# Bristle Mouth Pleco



## dominator (Dec 26, 2006)

How many of these type of pleco's would be a good addition to my tank:

I curently have a 75 gallon tank with 1 clown pleco and 8 Ottos, as far as algae and bottom eaters go?


----------



## trenac (Jul 16, 2004)

Plecos can be quiet territorial with each other, with their own species and other species. I would say adding a bristle nose along with the clown would be fine since you have a large tank. Plenty of room to claim territory. If you only have one piece of driftwood I would add another piece so each will have a piece to claim as their own.


----------



## JanS (Apr 14, 2004)

I they are females, you could have a few, but if you're dealing with males, they do get territorial like Trena said.
In addition to driftwood, they also really like the terra-cotta caves.


----------



## joephys (May 9, 2006)

At the most, I would add a male and a female.


----------



## JanS (Apr 14, 2004)

joephys said:


> At the most, I would add a male and a female.
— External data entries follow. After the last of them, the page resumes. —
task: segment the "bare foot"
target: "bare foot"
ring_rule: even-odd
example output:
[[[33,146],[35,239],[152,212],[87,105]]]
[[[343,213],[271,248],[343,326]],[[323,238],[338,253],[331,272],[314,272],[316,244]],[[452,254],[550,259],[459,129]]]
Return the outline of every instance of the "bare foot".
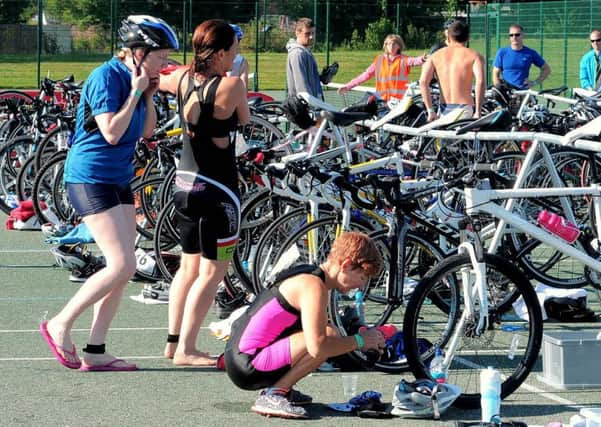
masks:
[[[118,359],[109,353],[86,353],[83,352],[83,364],[86,366],[106,366],[111,365],[113,368],[128,368],[135,366],[133,363],[128,363],[125,360]]]
[[[188,354],[176,352],[173,355],[173,364],[175,366],[216,366],[217,358],[201,351]]]
[[[46,324],[46,329],[56,345],[56,351],[60,353],[66,361],[73,364],[81,363],[75,352],[73,341],[71,341],[71,335],[65,331],[62,325],[57,325],[52,320],[49,320]]]
[[[176,342],[168,342],[165,344],[165,351],[163,351],[163,356],[167,359],[173,359],[173,355],[175,355],[175,349],[177,348]]]

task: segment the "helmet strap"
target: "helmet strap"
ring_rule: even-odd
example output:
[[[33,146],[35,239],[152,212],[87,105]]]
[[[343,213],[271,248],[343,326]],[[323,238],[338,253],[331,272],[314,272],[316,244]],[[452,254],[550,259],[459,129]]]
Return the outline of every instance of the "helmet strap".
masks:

Just a caution if you add a male and female though - they breed like bunnies...


----------



## dominator (Dec 26, 2006)

How do tell the male and female apart ???


----------



## Burks (May 25, 2006)

Robyn's Bristlenose Pleco Page

The page is BRIGHT PINK.....you have been warned!


----------



## yxberia (Apr 19, 2005)

From my personal experience:

While bristlenose or any pleco sp is a helpful fish, do take note they like crunching on ADA soil which catch algae. This make water very cloudy and soil dust stick everywhere causing more algae.


----------



## Burks (May 25, 2006)

Interesting comment yxberia. First time I've heard of that.

First time I've actually heard of anyone keeping a pleco with ADA soil as well!


----------



## yxberia (Apr 19, 2005)

Burks said:


> Interesting comment yxberia. First time I've heard of that.
> 
> First time I've actually heard of anyone keeping a pleco with ADA soil as well!


Ya, I regret buying ADA. I should have use Holand sand. Sigh.


Now, after having the bristlenose removed, my tank is finally crystal clear. Perhaps we should setup guidelines for "Aquasoil compatible fish list" ? lol


----------